The message has also been clearly received in the US. Bannon’s lukewarm denials haven’t stopped an assortment of newly emboldened white nationalists from praising Trump’s selection of Bannon. Nor has it stopped hundreds of elected Democrats from publicly pointing to Bannon’s white nationalist ties. For instance, Richard Spencer—the alt-right figurehead who was recently suspended from Twitter over his views—noted that Bannon’s new role is the “best possible position” for him, as it will allow him to “focus on the big picture.” Peter Brimelow, head of another white nationalist outlet, tabbed the move as “amazing,” while former Ku Klux Klan Grand Wizard David Duke added that the selection was “excellent.” The chair of the American Nazi Party even chimed in on the decision: “Perhaps The Donald is for real.”
As it currently stands, Bannon has yet to disavow any praise from those who’d ethnically cleanse the US. Nor has he pushed back against Trump surrogates like Carl Higbie, who positively cited Japanese-American internment as inspiration for potential policy. He’s also played too coy by half in his disavowals of anti-Semitism in the alt-right crowd, saying that anti-Semites are only “maybe” attracted to the alt-right, despite mountains of piling evidence.
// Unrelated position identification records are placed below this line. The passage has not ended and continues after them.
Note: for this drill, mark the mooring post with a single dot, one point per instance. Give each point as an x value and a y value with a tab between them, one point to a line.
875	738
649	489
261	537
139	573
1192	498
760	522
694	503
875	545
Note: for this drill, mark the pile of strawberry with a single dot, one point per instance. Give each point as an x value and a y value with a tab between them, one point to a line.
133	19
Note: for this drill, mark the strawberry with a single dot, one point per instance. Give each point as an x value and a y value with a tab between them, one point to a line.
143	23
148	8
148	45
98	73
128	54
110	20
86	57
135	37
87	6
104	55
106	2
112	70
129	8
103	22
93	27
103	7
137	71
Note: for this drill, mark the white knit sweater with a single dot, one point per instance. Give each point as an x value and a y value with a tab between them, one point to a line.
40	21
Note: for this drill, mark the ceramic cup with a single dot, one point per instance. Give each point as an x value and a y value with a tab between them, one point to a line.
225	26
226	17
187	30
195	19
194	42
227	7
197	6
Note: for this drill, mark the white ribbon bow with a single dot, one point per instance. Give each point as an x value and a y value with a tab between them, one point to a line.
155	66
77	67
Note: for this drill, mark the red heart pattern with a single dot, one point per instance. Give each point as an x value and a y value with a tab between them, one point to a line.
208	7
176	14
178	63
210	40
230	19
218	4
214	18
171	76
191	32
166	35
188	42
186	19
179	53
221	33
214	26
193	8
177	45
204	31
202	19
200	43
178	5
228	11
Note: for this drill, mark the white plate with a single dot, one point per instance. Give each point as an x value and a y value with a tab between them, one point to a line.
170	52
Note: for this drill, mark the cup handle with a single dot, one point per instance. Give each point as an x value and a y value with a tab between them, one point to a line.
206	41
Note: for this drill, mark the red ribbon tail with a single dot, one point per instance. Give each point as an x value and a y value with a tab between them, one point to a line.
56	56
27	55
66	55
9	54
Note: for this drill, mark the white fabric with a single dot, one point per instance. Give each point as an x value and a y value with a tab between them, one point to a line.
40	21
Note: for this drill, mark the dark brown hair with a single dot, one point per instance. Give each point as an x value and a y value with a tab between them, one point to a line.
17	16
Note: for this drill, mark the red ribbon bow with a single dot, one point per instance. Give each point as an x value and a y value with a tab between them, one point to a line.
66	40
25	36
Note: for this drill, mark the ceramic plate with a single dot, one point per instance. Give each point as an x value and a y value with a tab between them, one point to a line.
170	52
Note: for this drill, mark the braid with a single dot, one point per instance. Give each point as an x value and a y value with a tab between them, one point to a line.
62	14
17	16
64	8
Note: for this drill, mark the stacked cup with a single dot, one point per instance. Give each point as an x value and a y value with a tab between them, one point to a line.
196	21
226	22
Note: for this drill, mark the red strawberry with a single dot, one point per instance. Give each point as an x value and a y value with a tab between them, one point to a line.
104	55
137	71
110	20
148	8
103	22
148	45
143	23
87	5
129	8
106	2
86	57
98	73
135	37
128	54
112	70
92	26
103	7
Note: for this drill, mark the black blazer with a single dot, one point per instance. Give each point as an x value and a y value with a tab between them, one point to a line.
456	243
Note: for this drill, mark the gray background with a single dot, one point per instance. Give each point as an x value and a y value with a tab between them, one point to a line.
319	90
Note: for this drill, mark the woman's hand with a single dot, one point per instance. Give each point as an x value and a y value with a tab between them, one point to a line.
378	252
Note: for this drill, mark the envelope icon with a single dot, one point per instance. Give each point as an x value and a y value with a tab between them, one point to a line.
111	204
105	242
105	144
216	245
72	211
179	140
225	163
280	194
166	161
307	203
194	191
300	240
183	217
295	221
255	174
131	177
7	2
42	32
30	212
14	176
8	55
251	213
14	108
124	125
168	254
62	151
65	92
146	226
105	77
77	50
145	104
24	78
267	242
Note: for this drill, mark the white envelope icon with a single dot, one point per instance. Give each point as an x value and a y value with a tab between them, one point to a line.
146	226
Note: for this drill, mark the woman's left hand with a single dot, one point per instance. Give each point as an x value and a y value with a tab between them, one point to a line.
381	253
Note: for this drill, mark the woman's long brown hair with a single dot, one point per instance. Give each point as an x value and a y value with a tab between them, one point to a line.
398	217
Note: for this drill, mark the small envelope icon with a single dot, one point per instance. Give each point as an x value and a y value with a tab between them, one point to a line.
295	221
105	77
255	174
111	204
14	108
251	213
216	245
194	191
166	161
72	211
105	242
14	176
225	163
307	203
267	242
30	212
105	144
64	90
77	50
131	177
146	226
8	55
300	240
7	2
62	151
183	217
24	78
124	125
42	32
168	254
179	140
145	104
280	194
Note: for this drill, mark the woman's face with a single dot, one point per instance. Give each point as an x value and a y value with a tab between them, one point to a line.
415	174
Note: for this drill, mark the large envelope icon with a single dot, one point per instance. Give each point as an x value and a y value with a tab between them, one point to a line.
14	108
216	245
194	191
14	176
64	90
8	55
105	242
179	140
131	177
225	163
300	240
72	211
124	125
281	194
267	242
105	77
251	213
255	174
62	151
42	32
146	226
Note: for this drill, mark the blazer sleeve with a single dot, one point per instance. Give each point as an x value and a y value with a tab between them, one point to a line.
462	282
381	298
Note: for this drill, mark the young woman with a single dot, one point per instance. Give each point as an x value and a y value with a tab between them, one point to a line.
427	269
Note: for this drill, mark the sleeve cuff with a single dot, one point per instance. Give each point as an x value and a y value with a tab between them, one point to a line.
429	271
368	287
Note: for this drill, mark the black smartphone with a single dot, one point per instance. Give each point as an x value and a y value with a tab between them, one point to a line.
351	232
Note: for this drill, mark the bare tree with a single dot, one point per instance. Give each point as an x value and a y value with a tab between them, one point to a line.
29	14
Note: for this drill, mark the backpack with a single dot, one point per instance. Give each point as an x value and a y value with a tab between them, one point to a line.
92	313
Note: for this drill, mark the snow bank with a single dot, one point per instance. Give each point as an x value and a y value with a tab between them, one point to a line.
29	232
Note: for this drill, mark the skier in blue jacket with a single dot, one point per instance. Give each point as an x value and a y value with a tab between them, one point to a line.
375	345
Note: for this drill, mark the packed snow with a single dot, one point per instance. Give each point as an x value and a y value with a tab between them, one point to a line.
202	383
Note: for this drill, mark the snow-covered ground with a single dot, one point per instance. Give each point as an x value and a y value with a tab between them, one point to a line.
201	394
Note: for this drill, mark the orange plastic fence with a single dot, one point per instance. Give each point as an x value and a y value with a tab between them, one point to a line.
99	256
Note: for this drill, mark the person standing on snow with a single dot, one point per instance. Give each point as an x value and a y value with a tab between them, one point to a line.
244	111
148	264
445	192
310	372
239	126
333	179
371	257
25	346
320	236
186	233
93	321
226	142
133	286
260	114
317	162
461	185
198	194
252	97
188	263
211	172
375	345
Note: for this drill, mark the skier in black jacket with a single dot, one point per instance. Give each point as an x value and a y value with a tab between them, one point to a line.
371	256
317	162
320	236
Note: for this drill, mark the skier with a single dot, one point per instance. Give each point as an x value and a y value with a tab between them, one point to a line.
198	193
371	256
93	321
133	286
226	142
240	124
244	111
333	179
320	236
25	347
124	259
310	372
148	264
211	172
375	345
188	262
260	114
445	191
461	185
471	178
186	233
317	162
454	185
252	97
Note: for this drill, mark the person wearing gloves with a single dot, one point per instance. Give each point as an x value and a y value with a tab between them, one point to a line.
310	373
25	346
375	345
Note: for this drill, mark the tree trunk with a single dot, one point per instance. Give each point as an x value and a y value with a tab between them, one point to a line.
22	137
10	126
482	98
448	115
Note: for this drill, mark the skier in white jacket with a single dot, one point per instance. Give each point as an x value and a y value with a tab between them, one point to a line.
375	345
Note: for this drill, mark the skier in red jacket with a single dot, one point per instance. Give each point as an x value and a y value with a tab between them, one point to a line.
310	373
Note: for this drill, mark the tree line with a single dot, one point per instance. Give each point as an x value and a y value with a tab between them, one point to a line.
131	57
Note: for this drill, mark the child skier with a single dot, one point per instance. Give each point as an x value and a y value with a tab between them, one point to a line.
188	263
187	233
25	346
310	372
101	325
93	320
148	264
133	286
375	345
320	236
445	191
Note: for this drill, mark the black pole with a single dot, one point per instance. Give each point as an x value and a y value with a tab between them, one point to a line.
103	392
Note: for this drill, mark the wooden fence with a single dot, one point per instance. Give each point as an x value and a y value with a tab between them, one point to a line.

Of course, even if Bannon, whose outspoken misogyny is matched only by his own reported anti-Semitism, doesn’t fit the technical proscriptions for white nationalism, that’s cold comfort for the Americans suddenly witnessing the elevation of a man who oversaw an outlet spewing racialized stereotypes, anti-Islamic screeds, and calls for “every telegraph pole in the South [to] be festooned with the Confederate battle flag”—a call that came but days after the 2015 Charleston shooting.
If anything, it’s difficult to overstate the unnerving nature of the rhetoric Breitbart published under Bannon. Such editorial carrion included the claim that birth control “make women unattractive,” and, as the Southern Poverty Law Center noted, having “organized conferences featuring nativist speakers and published op-eds and interviews with [radical right] movement leaders.” The SPLC, for good measure, added that Breitbart had become a “white ethno-nationalist propaganda mill.” Even as Bannon ascends to the White House, Breitbart—whose Facebook page cracked the top-four news outlets for interactions during the election—retains an article tag allowing visitors to access articles on “black crime.”
While perhaps not surprising for anyone who’s followed Trump’s campaign, Bannon’s years-long loathing toward Islam is especially troubling. According to a 2015 Bloomberg profile, Bannon, who’d served in the Navy, saw a “political awakening … spurred by the Sept. 11 attacks,” and likes to describe Islam as a “political ideology.” Bannon not only endorsed candidates who’d mooted the notion of expelling all American Muslims, he’s also tabbed Pamela Geller—who runs an anti-Muslim hate group, according to the SPLC—as “one of the leading experts in the country, if not the world,” on Islam. For good measure, as the National Review recently wrote, Bannon’s Breitbart pushed “Pravda-esque lies” about American Muslims celebrating the Sept. 11 attacks.
A 2014 transcript unearthed by BuzzFeed further outlines the contours of Bannon’s civilizational fear-mongering. In describing ISIL’s “current drive to the caliphate,” Bannon intoned that “there is a major war brewing, a war that’s already global.”
An expert at using dog-whistles, Bannon is speaking directly to an audience that is increasingly receptive to the notion of a “global tea party movement.” In nine weeks, this is the man who will be sitting just down the hall from the Oval Office—waiting to bend the ear of America’s newest, and most malleable, president.